Banana Cheesecake
published by setyanis on Jun 9, 2011
Banana cheesecake recipe.

Preparation time: 45 mins + 6 hours chilling
Makes one 23-cm cake.
| base | ||
| Butter | 110 g, diced | |
| Digestive biscuits | 200 g, finely crushed | |
| Brown sugar | 2 Tbsp, firmly packed | |
| Cornflakes | 50 g, crushed | |
| filling | ||
| Cream cheese | 500 g, diced | |
| Castor sugar | 100 g | |
| Lemon Juice | 1 Tbsp, strained | |
| Bananas | 500 g, mashed | |
| Powdered gelatin | 2 Tbsp, dissolved in 100 ml water | |
| Thickened cream | 300 ml | |
| Dark chocolate | 60 g, grated in chilled | |
| topping | ||
| Butter | 60 g | |
| Brown sugar | 120 g | |
| Whipping cream | 100 ml | |
| Pecans |
60 g, toasted and chopped |
base
- melt butter in pan over low heat. Add combined biscuits,sugar, cornflakes, and mix well. Fry until fragrant.

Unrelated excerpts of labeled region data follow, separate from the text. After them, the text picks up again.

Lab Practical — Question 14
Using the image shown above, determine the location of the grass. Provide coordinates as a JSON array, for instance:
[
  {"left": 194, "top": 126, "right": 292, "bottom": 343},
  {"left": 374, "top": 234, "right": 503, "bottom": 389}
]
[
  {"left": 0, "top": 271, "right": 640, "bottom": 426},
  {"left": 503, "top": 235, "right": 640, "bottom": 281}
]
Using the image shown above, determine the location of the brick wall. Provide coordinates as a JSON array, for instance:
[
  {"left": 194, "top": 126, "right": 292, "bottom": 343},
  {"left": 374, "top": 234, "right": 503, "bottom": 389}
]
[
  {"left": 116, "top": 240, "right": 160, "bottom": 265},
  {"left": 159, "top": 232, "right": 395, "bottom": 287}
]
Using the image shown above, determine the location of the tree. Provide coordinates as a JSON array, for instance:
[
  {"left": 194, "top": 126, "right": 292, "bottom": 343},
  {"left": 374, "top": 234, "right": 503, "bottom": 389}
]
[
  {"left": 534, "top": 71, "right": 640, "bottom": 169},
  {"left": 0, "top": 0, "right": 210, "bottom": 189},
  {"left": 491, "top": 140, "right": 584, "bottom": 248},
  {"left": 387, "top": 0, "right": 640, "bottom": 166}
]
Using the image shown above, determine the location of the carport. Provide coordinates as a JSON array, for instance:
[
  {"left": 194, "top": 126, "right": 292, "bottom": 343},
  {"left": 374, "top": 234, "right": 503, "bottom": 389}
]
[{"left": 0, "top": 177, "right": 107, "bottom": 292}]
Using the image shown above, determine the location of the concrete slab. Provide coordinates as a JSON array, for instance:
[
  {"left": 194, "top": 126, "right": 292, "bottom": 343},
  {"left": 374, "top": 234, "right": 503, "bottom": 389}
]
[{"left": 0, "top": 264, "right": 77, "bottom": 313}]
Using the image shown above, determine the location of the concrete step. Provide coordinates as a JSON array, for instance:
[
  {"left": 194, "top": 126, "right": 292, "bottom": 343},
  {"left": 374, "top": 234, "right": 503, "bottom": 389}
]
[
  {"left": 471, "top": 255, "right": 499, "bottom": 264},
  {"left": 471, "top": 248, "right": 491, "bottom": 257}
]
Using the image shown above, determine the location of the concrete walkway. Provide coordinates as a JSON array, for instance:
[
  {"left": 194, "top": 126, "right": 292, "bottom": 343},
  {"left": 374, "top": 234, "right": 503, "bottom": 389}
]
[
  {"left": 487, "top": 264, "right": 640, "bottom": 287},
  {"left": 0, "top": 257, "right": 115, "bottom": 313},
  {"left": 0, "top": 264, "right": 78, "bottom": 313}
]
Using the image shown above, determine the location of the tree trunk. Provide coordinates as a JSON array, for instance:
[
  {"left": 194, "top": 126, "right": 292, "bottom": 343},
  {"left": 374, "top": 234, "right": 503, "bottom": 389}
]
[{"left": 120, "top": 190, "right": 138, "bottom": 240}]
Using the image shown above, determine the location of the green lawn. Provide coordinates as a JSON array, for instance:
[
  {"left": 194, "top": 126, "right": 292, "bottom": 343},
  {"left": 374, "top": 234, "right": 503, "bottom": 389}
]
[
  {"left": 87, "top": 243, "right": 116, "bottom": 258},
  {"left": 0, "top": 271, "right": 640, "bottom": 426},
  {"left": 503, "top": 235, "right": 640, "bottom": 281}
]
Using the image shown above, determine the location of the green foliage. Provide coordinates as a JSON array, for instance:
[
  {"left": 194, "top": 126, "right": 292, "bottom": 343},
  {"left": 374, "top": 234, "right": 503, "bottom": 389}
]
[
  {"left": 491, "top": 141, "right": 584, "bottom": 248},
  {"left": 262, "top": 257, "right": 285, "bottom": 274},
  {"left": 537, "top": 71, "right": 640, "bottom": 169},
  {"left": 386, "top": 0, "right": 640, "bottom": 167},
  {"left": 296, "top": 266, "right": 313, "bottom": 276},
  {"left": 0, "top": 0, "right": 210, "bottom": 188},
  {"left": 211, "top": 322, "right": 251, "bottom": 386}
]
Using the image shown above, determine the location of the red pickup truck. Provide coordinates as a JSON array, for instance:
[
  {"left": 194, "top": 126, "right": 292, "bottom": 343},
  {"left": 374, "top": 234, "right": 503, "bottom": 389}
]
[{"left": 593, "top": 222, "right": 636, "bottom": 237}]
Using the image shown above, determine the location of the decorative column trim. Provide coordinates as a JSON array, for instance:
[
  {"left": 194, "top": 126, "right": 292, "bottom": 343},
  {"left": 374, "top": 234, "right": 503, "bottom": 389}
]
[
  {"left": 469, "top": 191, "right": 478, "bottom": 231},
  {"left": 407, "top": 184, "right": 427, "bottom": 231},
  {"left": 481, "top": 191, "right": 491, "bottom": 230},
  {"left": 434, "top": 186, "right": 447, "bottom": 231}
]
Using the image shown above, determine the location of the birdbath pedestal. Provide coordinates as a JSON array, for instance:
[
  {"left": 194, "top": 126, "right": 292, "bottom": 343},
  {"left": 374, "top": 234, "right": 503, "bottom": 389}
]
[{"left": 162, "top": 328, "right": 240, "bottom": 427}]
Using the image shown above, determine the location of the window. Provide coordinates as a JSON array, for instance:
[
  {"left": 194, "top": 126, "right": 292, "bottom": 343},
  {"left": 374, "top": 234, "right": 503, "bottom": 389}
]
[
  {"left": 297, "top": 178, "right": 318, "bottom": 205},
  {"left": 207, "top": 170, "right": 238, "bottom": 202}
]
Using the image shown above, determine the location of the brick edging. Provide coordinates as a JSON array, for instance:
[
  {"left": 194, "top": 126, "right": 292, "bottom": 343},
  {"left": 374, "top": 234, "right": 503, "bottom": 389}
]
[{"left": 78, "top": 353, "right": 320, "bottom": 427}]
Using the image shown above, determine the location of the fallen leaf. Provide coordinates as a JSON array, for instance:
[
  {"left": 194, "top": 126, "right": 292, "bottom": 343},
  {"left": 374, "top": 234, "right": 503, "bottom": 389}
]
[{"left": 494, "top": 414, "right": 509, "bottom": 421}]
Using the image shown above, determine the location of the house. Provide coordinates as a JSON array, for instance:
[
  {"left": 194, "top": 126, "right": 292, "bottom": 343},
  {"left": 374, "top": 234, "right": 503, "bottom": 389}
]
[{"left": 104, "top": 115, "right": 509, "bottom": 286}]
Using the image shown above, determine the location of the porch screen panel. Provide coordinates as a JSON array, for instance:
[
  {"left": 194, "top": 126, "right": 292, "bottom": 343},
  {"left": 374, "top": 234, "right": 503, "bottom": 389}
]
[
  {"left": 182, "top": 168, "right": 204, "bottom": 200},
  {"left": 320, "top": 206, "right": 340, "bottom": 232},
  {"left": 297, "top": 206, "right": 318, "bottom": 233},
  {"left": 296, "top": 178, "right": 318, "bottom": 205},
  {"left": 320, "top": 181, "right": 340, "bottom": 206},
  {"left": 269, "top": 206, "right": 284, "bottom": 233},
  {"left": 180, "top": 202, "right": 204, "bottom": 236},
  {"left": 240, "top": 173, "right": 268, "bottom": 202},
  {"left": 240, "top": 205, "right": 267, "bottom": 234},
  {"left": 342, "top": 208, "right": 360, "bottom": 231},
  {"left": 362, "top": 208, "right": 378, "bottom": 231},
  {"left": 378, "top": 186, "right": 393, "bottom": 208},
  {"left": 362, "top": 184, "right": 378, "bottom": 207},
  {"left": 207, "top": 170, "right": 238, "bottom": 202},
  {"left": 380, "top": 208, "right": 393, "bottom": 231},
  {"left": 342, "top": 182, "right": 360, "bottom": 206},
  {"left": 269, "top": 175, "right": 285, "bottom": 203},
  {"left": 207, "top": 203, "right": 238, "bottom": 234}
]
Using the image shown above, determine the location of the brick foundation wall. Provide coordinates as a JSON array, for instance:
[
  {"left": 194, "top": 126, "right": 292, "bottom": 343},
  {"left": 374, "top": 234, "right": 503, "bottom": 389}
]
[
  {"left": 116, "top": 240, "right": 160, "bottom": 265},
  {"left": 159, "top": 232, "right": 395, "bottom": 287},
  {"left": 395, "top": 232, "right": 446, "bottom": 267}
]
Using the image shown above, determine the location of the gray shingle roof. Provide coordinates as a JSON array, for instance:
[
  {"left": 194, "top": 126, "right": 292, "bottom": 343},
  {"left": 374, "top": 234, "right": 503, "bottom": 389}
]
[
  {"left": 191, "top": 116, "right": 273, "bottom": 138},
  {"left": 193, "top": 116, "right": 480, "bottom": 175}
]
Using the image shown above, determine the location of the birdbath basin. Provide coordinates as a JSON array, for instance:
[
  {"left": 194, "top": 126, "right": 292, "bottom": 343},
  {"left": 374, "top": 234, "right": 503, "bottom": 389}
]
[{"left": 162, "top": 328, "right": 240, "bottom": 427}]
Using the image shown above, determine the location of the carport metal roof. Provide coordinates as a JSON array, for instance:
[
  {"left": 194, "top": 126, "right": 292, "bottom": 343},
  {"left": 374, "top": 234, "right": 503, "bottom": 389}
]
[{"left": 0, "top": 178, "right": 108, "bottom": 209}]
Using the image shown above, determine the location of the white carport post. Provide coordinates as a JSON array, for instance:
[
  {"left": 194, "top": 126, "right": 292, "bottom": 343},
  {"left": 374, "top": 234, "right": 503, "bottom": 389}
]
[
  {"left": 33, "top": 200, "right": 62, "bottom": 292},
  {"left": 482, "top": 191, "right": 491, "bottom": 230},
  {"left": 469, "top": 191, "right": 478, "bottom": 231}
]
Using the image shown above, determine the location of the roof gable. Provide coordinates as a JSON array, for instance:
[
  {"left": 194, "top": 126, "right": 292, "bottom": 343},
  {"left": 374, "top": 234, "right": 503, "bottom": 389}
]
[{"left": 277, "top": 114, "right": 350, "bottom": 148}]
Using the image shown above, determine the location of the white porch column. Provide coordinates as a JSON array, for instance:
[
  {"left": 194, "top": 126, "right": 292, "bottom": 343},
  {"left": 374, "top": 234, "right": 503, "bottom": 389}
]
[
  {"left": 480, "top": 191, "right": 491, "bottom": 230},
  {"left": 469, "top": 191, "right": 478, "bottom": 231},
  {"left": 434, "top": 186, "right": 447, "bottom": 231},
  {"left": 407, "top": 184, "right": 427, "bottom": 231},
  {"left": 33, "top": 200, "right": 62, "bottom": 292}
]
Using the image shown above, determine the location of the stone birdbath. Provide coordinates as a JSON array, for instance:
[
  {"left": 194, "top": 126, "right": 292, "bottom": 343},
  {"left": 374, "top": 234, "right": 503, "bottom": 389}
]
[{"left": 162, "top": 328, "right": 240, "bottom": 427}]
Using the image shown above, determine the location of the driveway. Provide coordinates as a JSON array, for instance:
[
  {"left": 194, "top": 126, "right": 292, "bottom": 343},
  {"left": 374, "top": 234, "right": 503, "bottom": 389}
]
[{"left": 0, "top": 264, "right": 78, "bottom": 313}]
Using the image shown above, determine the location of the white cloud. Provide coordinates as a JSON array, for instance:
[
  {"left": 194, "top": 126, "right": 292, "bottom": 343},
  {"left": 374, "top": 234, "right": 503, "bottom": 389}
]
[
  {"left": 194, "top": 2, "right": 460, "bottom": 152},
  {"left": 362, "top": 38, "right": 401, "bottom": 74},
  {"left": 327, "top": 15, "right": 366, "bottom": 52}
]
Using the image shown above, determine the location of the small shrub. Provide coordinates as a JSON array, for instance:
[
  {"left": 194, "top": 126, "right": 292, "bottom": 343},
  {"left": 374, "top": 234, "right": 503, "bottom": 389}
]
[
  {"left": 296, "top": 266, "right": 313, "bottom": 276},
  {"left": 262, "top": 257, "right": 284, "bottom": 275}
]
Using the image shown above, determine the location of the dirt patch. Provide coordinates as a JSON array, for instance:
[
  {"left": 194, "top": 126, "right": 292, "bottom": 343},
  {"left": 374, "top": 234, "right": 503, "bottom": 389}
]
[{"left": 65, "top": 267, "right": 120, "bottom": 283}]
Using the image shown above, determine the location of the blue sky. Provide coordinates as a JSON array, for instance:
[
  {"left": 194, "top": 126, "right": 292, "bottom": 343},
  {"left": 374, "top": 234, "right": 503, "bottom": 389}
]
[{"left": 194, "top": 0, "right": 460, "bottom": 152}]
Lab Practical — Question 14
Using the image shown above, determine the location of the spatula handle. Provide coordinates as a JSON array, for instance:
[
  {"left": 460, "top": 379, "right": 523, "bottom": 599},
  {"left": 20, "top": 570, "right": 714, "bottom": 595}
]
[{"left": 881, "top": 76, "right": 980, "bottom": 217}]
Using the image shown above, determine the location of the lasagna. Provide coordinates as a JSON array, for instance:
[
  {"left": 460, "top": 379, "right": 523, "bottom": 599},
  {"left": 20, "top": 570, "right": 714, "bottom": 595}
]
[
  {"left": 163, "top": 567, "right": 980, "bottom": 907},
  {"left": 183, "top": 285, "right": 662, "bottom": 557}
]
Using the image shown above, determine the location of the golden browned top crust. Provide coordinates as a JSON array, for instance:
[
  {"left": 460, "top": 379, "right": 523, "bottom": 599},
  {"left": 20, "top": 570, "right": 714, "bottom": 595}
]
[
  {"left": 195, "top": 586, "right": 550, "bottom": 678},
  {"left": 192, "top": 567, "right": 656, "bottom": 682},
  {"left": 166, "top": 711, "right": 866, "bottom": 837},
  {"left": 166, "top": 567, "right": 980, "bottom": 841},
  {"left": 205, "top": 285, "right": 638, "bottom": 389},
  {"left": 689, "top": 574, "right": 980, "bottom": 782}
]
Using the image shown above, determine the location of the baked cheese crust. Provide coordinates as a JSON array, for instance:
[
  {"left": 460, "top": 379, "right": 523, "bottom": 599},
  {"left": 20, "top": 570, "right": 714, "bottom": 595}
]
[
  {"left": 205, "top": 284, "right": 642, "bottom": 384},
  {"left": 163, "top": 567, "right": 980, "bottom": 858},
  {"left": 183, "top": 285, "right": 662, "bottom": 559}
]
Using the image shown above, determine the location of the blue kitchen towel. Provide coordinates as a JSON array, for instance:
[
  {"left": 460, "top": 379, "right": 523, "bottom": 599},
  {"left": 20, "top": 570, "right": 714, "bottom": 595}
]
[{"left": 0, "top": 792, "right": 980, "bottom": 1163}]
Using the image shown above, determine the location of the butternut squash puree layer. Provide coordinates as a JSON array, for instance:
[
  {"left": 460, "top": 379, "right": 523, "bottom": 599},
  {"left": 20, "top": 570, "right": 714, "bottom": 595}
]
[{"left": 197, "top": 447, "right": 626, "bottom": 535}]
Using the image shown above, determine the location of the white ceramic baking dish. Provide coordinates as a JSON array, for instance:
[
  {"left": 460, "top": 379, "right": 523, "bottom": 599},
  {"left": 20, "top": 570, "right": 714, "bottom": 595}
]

- With the back of the metal spoon, press into a greased spring-form or false-bottomed 23 cm cake pan. (Wear a disposable plastic glove if using your hand.)
- Cover cake pan and refrigerate for at least 30 minutes.
filling
- Beat cream cheese, sugar and lemon juice until smooth. Beat in bananas. Add gelatin and mix until combined. Blend in cream. Stir in chocolate
- Pour filling on biscuit base. Cover cake pan. Refrigerate for at least 6 hours.
topping
- Stir butter and brown sugar in a saucepan over low heat until sugar has dissolved. Stir in cream. Bring mixture to the boil. Simmer for 8 minutes without stirring. Remove from heat and transfer mixture to a bowl. Leave to cool.
- Transfer cheesecake to a serving plate. Decorate with caramel and pecans. Chill before serving.
tips:
for biscuit base, use either pure salted or unsalted butter. Avoid using margarine or butter substitutes because butter affects the taste of the biscuit base.